Encoder-Decoder Architecture

There are two main components in the transformer architecture:

  1. Encoder: The encoder takes the input sequence and generates a representation of it (i.e. a vector) that captures the meaning of the sequence. This representation is then passed to the decoder.

  2. Decoder: The decoder takes the representation generated by the encoder and uses it to generate the output sequence, one word at a time.

The encoder and decoder are both composed of multiple layers, each of which contains a multi-head attention layer and a feed-forward neural network. The encoder and decoder layers are stacked on top of each other, with each layer passing its output to the next layer in the stack.

Simplified Encoder-Decoder Architecture of the Transformer Model

The connection between the encoder and decoder is established through the attention mechanism, which allows the decoder to selectively attend to different parts of the input sequence based on their importance for generating the next token in the output sequence.

This enables the model to effectively capture dependencies between input and output sequences, making it well-suited for tasks such as machine translation, where the input and output sequences may have complex and non-linear relationships.

Tip

The original paper shows the transformer architecture in more detail.

Info

Neural networks for machine translation typically contain an encoder reading the input sentence and generating a representation of it. A decoder then generates the output sentence word by word while consulting the representation generated by the encoder.

The animation below shows the encoder-decoder architecture of the transformer model in action. It is from the transformer blog post by Google:

  • The Transformer starts by generating initial representations, or embeddings, for each word. These are represented by the unfilled circles.
  • Then, using self-attention, it aggregates information from all of the other words, generating a new representation per word informed by the entire context, represented by the filled balls. This step is then repeated multiple times in parallel for all words, successively generating new representations.
  • The decoder operates similarly, but generates one word at a time, from left to right. It attends not only to the other previously generated words, but also to the final representations generated by the encoder.

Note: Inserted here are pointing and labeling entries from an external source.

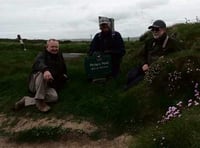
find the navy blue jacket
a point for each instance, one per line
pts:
(111, 43)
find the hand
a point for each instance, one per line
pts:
(145, 67)
(47, 76)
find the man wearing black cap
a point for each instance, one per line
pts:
(157, 47)
(108, 42)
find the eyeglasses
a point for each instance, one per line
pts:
(155, 29)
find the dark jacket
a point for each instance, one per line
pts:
(111, 42)
(156, 48)
(53, 63)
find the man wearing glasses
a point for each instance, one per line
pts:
(157, 47)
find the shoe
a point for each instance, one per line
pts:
(19, 104)
(42, 106)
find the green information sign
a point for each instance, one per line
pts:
(98, 66)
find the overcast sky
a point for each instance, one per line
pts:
(71, 19)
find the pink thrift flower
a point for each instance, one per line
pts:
(196, 103)
(189, 104)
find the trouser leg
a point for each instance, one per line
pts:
(42, 92)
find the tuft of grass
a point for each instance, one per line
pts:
(180, 132)
(40, 134)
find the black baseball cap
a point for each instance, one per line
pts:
(158, 24)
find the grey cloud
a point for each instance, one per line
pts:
(148, 4)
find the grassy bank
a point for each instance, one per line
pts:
(135, 111)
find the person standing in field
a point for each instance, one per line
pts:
(48, 76)
(108, 42)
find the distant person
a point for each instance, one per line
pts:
(157, 47)
(48, 76)
(21, 42)
(108, 42)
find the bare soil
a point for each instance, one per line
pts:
(14, 124)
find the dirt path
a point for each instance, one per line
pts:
(13, 124)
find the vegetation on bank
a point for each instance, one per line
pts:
(135, 111)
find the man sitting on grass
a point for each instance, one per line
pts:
(155, 48)
(48, 75)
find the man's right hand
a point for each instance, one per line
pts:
(47, 76)
(145, 67)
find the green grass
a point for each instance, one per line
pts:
(134, 111)
(180, 132)
(40, 134)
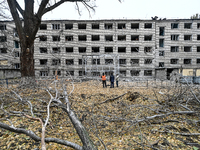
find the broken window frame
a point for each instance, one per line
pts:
(121, 49)
(82, 37)
(43, 62)
(187, 37)
(135, 25)
(69, 38)
(174, 61)
(135, 72)
(82, 49)
(108, 49)
(56, 62)
(161, 31)
(148, 37)
(121, 25)
(134, 62)
(148, 72)
(187, 25)
(108, 37)
(43, 50)
(148, 61)
(134, 37)
(95, 38)
(82, 26)
(174, 25)
(174, 49)
(68, 26)
(95, 25)
(43, 26)
(69, 49)
(148, 25)
(174, 37)
(56, 26)
(148, 49)
(95, 49)
(135, 49)
(161, 42)
(161, 53)
(187, 48)
(69, 61)
(108, 26)
(3, 50)
(55, 38)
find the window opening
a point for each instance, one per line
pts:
(134, 37)
(174, 37)
(82, 38)
(187, 25)
(148, 49)
(187, 48)
(108, 49)
(68, 26)
(148, 25)
(95, 38)
(174, 49)
(95, 26)
(121, 26)
(148, 61)
(43, 50)
(161, 42)
(43, 38)
(161, 53)
(43, 61)
(43, 26)
(56, 50)
(121, 49)
(162, 31)
(187, 37)
(174, 25)
(174, 61)
(55, 62)
(108, 25)
(69, 49)
(95, 49)
(69, 62)
(121, 37)
(56, 38)
(69, 38)
(134, 62)
(187, 61)
(134, 49)
(135, 72)
(108, 38)
(134, 25)
(82, 49)
(147, 72)
(148, 37)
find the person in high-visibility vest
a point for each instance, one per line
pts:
(103, 77)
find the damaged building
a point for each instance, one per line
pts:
(132, 48)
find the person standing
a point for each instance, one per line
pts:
(112, 79)
(117, 79)
(103, 77)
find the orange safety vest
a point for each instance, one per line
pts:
(103, 77)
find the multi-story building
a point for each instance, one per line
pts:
(132, 48)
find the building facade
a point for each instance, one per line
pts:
(132, 48)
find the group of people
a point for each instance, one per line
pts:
(112, 80)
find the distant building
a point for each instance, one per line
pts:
(133, 48)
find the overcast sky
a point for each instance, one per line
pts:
(128, 9)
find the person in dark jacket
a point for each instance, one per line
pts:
(112, 79)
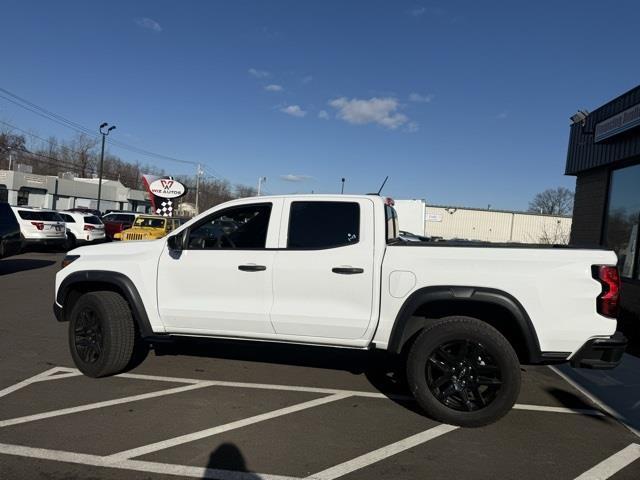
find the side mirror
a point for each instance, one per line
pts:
(174, 242)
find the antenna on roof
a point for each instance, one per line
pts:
(383, 183)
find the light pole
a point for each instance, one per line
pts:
(261, 180)
(104, 131)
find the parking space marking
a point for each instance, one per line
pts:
(612, 465)
(135, 465)
(190, 437)
(381, 453)
(46, 375)
(106, 403)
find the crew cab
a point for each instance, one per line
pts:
(329, 270)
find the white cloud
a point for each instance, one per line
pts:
(294, 111)
(418, 98)
(259, 73)
(149, 24)
(382, 111)
(294, 178)
(412, 127)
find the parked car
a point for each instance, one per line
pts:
(148, 227)
(329, 270)
(116, 222)
(82, 228)
(41, 227)
(85, 210)
(10, 237)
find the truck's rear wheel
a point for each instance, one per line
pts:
(101, 334)
(464, 372)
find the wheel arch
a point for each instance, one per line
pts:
(78, 283)
(496, 307)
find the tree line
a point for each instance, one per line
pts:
(80, 156)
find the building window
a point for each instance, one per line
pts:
(23, 197)
(623, 216)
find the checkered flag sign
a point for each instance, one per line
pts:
(165, 209)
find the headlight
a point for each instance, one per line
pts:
(68, 259)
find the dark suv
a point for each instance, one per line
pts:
(10, 237)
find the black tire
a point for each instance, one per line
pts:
(462, 371)
(101, 334)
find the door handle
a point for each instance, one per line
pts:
(252, 268)
(347, 270)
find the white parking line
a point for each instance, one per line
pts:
(25, 383)
(381, 453)
(135, 465)
(172, 442)
(106, 403)
(612, 465)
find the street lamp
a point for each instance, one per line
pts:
(104, 131)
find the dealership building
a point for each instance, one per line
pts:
(604, 156)
(66, 191)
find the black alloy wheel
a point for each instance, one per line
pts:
(88, 336)
(463, 376)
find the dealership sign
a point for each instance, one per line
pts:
(618, 123)
(167, 188)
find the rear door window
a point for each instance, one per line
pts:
(92, 220)
(318, 225)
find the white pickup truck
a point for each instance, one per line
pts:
(330, 270)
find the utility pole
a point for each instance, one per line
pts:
(104, 134)
(261, 180)
(198, 173)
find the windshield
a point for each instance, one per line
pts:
(41, 216)
(150, 222)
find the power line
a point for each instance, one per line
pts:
(59, 119)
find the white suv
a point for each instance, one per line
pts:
(82, 228)
(41, 227)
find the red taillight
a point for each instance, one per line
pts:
(609, 299)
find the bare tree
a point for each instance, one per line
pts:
(553, 201)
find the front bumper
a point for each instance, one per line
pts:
(600, 353)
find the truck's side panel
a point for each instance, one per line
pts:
(554, 286)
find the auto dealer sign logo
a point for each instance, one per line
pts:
(167, 188)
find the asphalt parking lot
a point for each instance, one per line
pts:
(224, 410)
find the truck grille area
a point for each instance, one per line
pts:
(133, 236)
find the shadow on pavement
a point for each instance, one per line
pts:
(13, 265)
(228, 457)
(619, 388)
(384, 371)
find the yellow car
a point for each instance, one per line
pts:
(149, 227)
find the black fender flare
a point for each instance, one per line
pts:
(118, 281)
(405, 326)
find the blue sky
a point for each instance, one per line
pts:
(463, 103)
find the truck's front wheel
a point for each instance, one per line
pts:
(464, 372)
(101, 334)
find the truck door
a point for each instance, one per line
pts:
(323, 271)
(221, 282)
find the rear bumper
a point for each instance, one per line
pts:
(600, 353)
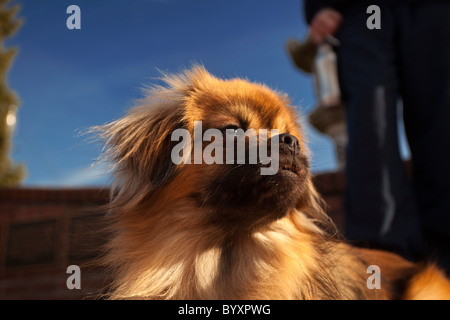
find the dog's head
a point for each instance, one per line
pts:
(183, 145)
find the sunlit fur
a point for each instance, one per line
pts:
(163, 244)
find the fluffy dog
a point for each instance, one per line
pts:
(224, 231)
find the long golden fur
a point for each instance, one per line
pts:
(180, 232)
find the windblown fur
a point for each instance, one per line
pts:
(174, 236)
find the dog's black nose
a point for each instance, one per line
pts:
(290, 141)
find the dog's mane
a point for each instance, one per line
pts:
(160, 247)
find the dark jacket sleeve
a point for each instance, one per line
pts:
(311, 7)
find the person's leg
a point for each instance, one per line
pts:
(425, 74)
(380, 209)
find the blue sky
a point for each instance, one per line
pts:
(68, 80)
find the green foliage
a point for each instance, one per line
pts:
(10, 173)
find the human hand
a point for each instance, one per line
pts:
(326, 22)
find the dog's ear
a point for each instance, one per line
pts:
(139, 145)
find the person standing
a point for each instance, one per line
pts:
(407, 58)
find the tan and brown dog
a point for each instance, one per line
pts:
(224, 231)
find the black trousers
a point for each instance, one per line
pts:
(407, 60)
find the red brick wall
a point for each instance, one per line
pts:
(43, 231)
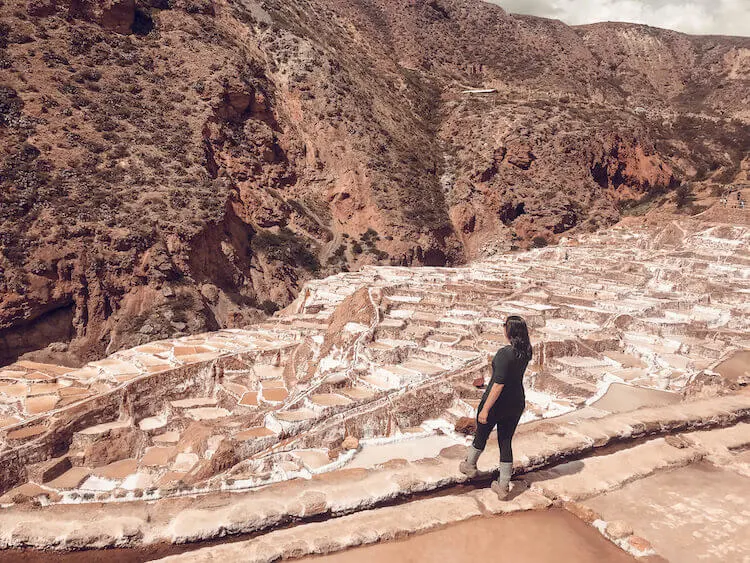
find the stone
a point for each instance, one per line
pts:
(350, 443)
(581, 511)
(210, 292)
(640, 544)
(617, 529)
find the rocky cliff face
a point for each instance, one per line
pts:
(173, 166)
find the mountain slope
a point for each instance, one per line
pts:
(182, 165)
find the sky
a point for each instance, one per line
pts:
(722, 17)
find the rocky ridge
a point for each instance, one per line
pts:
(171, 167)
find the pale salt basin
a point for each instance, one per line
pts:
(410, 449)
(138, 481)
(101, 484)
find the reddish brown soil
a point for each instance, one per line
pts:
(516, 537)
(174, 167)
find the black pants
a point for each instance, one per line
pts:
(506, 427)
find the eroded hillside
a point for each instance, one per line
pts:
(174, 166)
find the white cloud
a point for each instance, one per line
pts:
(723, 17)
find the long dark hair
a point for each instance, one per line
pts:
(518, 335)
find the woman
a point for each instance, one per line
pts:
(502, 404)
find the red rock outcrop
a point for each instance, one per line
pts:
(168, 168)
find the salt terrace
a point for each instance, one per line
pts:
(334, 404)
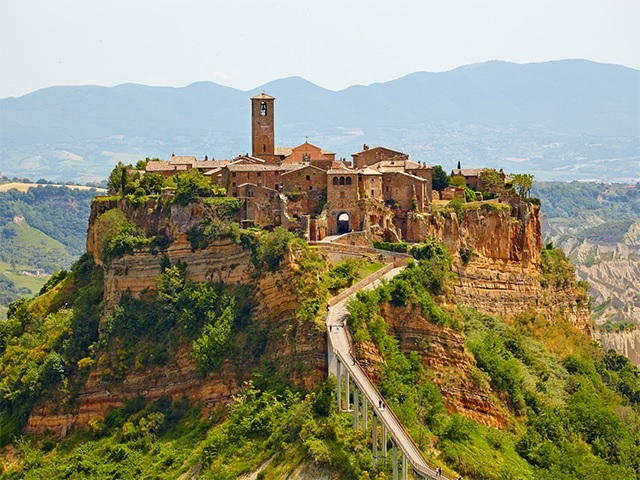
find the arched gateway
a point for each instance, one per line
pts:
(343, 223)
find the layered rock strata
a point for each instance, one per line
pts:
(295, 349)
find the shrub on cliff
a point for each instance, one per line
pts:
(557, 272)
(192, 184)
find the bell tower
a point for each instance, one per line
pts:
(262, 127)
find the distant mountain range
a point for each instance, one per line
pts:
(561, 120)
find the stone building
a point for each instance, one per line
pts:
(370, 156)
(305, 188)
(342, 201)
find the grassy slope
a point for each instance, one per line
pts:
(527, 365)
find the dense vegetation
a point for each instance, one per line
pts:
(573, 409)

Animation of Transformer Encoder-Decoder for Machine Translation

Key Takeaways

  • Attention models address the limitations of sequence models like RNNs by enabling the model to selectively weigh and focus on specific parts of the input sequence when making predictions or generating output sequences.
  • Attention mimics the human ability to selectively concentrate on relevant information while processing input data.
  • Mathematically, attention is a weighted sum of the values, calculated from Query (Q) and Key (K) and Value (V) vectors.
  • A model architecture that uses attention is called a Transformer. It is a type of neural network architecture that is used for a wide range of natural language processing tasks, such as machine translation, text summarization, and question answering.
  • The transformer architecture was introduced in the paper "Attention Is All You Need" by Vaswani, et al. from 2017 and set new standards in natural language processing.
  • Transformers can be parallelized because attention does not require sequential processing of words, making them much faster to train than RNNs. However, to process text in parallel, they still need to maintain the order of words in a sentence, which is achieved by incorporating positional encoding into the input embeddings.
  • Multi-head attention is a variant of the attention mechanism that allows the model to capture more complex patterns and relationships between words in the sequence.
  • The transformer model consists of an encoder and a decoder that are connected through the attention mechanism.